Getting Started in a New Cluster
The fastest path to Cilium in a new cluster is via the Cilium CLI:
cilium install --version 1.16.0 \
--set kubeProxyReplacement=true \
--set hubble.relay.enabled=true \
--set hubble.ui.enabled=true
Validate the installation:
cilium status --wait
cilium connectivity test
The connectivity test suite is one of the better pieces of Cilium tooling. It deploys test pods across namespaces, runs traffic through various policy configurations, and validates that each capability is working correctly. Run it after any significant configuration change and during post-migration verification.
The Kubernetes autoscaling infrastructure works transparently with Cilium: nothing about HPA, VPA, or KEDA is CNI-specific.

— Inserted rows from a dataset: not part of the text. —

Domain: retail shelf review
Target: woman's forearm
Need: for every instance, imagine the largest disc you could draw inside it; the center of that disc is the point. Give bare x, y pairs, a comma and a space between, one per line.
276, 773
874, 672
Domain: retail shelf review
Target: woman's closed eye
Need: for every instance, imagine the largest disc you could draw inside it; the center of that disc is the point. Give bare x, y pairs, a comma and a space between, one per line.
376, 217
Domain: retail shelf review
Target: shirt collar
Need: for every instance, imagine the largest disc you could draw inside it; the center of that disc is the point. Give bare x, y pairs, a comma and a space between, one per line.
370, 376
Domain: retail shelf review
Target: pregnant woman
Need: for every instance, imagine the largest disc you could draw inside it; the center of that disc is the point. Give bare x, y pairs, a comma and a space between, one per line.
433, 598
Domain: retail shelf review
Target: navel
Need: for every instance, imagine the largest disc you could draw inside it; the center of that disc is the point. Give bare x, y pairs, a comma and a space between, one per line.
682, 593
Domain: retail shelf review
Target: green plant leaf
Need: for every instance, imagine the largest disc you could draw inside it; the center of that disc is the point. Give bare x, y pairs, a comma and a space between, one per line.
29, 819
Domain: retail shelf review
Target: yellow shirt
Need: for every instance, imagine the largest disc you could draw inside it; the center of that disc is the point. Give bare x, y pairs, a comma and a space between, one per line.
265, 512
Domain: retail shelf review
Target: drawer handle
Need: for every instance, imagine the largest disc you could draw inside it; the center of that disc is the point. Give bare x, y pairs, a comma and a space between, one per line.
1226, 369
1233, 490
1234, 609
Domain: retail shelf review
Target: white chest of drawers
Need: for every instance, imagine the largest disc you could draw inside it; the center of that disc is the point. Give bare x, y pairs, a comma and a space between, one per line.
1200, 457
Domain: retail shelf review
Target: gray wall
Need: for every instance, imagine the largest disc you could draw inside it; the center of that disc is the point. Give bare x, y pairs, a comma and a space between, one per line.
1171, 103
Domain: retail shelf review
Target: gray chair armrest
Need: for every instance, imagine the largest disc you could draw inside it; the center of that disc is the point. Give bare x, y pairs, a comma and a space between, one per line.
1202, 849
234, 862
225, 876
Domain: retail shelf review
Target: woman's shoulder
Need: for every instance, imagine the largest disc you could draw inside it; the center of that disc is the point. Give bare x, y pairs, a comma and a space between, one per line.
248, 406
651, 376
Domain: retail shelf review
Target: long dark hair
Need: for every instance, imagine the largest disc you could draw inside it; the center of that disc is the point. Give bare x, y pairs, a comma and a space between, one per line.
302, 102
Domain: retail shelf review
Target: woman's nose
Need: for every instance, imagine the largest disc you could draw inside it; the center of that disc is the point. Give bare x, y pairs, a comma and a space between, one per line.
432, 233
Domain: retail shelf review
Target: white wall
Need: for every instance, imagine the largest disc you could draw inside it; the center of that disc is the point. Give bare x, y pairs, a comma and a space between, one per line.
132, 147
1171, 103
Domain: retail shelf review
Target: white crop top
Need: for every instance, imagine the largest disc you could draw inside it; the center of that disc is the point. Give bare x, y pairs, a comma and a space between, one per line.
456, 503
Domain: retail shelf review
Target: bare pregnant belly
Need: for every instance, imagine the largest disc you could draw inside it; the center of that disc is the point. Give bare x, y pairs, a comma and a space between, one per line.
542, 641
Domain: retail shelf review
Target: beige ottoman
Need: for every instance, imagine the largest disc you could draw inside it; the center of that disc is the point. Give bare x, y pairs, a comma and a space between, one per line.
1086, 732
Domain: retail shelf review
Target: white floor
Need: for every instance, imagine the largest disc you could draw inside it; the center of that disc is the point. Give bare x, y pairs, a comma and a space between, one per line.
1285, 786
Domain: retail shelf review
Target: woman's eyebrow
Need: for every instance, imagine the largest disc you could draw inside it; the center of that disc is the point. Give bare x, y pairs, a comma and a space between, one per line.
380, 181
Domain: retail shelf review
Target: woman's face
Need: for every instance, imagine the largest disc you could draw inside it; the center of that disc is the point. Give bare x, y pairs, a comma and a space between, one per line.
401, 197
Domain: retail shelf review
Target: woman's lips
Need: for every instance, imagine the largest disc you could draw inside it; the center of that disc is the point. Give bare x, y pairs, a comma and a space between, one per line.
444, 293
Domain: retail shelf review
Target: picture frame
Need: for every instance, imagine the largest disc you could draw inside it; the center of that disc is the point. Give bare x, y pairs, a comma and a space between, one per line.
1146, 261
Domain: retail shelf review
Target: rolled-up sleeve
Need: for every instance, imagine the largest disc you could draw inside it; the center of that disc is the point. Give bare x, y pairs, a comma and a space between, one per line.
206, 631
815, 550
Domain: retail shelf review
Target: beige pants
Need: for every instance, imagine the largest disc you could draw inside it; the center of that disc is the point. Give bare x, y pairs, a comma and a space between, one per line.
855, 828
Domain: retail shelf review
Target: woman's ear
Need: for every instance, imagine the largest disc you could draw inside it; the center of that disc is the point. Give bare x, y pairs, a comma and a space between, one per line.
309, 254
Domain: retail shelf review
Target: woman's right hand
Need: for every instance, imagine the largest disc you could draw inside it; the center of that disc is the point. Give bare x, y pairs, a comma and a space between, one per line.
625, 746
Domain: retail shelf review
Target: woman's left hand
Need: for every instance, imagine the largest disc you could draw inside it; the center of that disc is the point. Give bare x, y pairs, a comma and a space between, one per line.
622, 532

What does change once you have Cilium running is your willingness to build actual network segmentation. With Hubble giving you visibility and L7 policy enforcement available declaratively, building a zero trust network architecture inside your cluster shifts from aspirational to achievable. Deny by default, allow explicitly, audit with Hubble. That is a security posture you can actually defend.
Twenty years in, I still get a little excited when a tool genuinely changes how you operate infrastructure. Cilium is one of those tools.